United Pinky Swears It’ll Run Strong Operation Through the Holidays
United Airlines sent a letter to many of its frequent flyers in which CEO Scott Kirby assured travelers United can be trusted over the holidays despite the meltdowns suffered by other airlines over the past several weeks.
Kirby proclaimed that United would be immune from operational meltdowns because the airline has “taken a unique approach to the complexity of rebuilding an airline in the midst of a pandemic.” Kirby also alluded to United having fewer on-board incidents than rival airlines which just seems like tempting fate unnecessarily, especially since a boatload of flights under its name are operated by regional partners, not United itself. “We now have less than one mask incident per 100,000 passengers, down 50% since the start of the year,” Kirby said.
He also said the carrier was doing its best to route passengers away from Newark during the holidays, noting that nothing ruined the merriment of the holiday season like several hours in northern Jersey.

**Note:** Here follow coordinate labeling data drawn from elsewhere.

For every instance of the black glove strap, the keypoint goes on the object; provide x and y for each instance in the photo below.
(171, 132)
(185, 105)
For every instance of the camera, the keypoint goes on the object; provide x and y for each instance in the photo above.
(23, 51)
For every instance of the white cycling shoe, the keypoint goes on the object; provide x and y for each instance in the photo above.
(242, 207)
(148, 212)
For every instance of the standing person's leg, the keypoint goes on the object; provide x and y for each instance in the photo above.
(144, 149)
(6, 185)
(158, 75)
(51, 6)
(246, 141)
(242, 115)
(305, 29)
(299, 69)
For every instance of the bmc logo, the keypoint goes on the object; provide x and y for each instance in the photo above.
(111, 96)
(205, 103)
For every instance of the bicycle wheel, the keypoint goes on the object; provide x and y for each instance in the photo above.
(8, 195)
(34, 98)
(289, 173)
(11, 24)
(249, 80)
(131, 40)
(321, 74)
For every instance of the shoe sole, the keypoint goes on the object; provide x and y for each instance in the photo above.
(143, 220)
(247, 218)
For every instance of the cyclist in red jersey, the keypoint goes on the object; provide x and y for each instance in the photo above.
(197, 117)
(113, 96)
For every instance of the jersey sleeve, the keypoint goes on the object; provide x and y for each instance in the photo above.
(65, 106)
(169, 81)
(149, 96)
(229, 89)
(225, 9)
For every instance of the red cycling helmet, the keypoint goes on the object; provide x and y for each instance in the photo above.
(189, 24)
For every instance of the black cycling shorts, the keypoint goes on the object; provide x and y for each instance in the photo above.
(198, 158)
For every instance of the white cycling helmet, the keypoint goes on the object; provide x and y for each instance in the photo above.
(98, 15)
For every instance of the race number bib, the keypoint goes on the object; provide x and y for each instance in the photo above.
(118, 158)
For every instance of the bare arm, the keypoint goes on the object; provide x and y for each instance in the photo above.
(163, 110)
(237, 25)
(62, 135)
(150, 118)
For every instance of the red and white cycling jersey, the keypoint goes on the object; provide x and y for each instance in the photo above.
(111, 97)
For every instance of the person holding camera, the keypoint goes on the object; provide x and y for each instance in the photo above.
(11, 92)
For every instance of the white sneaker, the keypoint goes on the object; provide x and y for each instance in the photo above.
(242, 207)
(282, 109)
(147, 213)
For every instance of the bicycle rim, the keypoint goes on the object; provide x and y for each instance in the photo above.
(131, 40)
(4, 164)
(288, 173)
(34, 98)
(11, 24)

- aha! is one step closer to world domination as it will begin 3x-weekly service between Reno and Palm Springs on January 3.
- Air Canada CEO Michael Rousseau’s ability to speak French is…ne va pas bien.
- Air Namibia received a $207 million offer for its rusting carcass.
- Air New Zealand welcomed its first A320neo to join its fleet since 2019 this week.
- Alaska will resume serving Miami on June 16 with daily service from Seattle. Miami will serve as AS’s 100th destination from Seattle, and in celebration, all fares will be 100% off for any customer… using miles to purchase their ticket.
- Aleutian Airways is now prepared to launch operations later this year.
- ASKY is in the market for B737 MAX and B787 aircraft to fly in THESKY.
- Cayman Airways retired its final non-MAX B737.
- Eastern Airlines — the U.S. version — will debut B777 passenger ops and cargo ops in the first quarter of 2022.
- Emerald is prepared to launch regional ops for Aer Lingus early next year.
- Emirates will begin serving Tel Aviv on December 6, completely missing that Hanukkah rush this year.
- Etihad will be switching its Moscow operation from Moscow/Domodedovo (DME) to Moscow/Sheremetyevo (SVO) to better work with its new codeshare partner Aeroflot.
- Finnair is debuting bus options on flights between Helsinki and both Turku and Tampere.
- ITA is offering status matches elite members of 24 other airlines because it realizes it’ll never have anyone fly enough on its own airline to earn elite status.
- Ryanair announced its Summer ’22 schedule from East Midlands Airport (EMA) will consist of 130 weekly flights to 31 destinations.
- Virgin Australia is running a trial of toasted sandwich offerings in economy.
- Vistara secured enough slots to operate Delhi to Newark via London/Gatwick 3x-weekly through March 2022.
- Xiamen Air will bring 15 A321 into its fleet in January — the first Airbus planes for the previously all-Boeing carrier.
My co-workers used to always laugh at my jokes pre-pandemic. But since we’ve started working from home, they never laugh.
I finally asked why and my co-worker said “Your jokes aren’t remotely funny.”